Graham, from Steven Colbert's home state of South Carolina, recently defeated six Republicans in the primary before being re-elected in November. I was pleasantly surprised because Graham's greatest sin, according to his six Republican opponents, was that he periodically actually worked with Democrats.
Graham was one of eight senators — four Democrats and four Republicans — who worked on legislation designed to "fix" the sorry mess our country finds itself in regarding immigration.
The bipartisan legislation easily passed in the Senate only to be shot down by the House of Representatives, seemingly lead by U.S. Sen. Ted Cruz of Texas.
While I am not a supporter of Graham and much of what he stands for politically, I am a supporter of the man for the political courage he showed in pointing out the most significant problem facing our nation, both politically and morally.
In Graham's meeting with reporters on Dec. 16, he was quoted, "I never shied away from trying to solve problems, and working with the Democrats is not a sin if it advances the overall cause."
While maintaining that he usually agrees with the tea party faction of the Republican Party, he also stated, "The problem is that in our primary field, it's not about the times that you agree, it's about the 1 in 10 times that you disagree."
He emphasized, "The test for some is not, 'Do you agree with me on the issues.' It's, 'Do you hate who I hate.' And I'm not going to live my political life hating people."
Graham certainly cannot be considered a RINO (Republican in name only), but I suspect that if he does enter the Republican primary, both he and former Floridian Gov. Jeb Bush will face the wrath of the Republican far right for their reasonable positions on just a few issues.
I increasingly find the wrath and hatred of some of my longtime friends to be too much to bear in everyday conversations and even Facebook. I miss Gary Elliott and Bob De Pratu, two staunch Republicans who always had the ability to discuss politics without the anger — without hatred.

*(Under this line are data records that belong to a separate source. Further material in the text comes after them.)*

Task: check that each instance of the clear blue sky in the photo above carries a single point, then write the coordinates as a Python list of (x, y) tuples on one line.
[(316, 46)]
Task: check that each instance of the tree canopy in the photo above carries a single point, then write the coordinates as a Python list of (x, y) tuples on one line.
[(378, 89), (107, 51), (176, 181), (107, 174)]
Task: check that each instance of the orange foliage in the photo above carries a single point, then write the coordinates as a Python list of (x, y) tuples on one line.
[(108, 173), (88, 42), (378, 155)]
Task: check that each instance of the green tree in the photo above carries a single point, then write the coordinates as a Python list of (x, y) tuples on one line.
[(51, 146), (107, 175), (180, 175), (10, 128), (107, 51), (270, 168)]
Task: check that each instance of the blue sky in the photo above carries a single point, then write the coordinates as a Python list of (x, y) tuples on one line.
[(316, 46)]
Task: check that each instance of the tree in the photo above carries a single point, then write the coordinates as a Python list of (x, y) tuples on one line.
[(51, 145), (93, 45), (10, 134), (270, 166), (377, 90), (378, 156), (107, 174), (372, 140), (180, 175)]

Amongst the living, there really isn't a much better person in the Flathead Valley and Montana than Bob Brown, a Republican. I don't think, politically, that these three had or have much political hatred between them for Republicans who weren't conservative enough for them or for Democrats.
I hope I am not hurting Bob Brown's elderly statesmanship standing within the Republican Party by noting that he has maintained and nurtured longstanding friendships with Democrats like former Montana Sen. Mike Halligan.
Montanans should be reminded that perhaps Montana's greatest politician and greatest statesman was Mike Mansfield, a Democrat. In the '60s, Mike Mansfield was the Senate majority leader — a post he held longer than any other Senate majority leader.
He was friends with, or friendly enough, with all the Republican minority leaders he served with. He ate breakfast almost every morning with his best friend in Washington, Republican Sen. George Aiken.
While Mike Mansfield was appointed Ambassador to Japan by President Carter, he was reappointed by President Reagan, over the objections of many Republicans. President Reagan was reported to say, "I like the old man." Ambassador Mansfield was only eight years older than President Reagan.
Ambassador Mansfield, just like when he was the Senate majority leader, served in both posts longer than anyone else. More importantly, he served both presidents Carter and Reagan with the same fidelity he showed throughout his life, the same fidelity he learned as young Marine in China as a very, very young man.
Soon, Montana will have both a Democrat and Republican senator. I encourage them to show Montana and the rest of the United States that the legacy of Mike Mansfield lives on. I also encourage them to take Graham's words of wisdom to heart as well.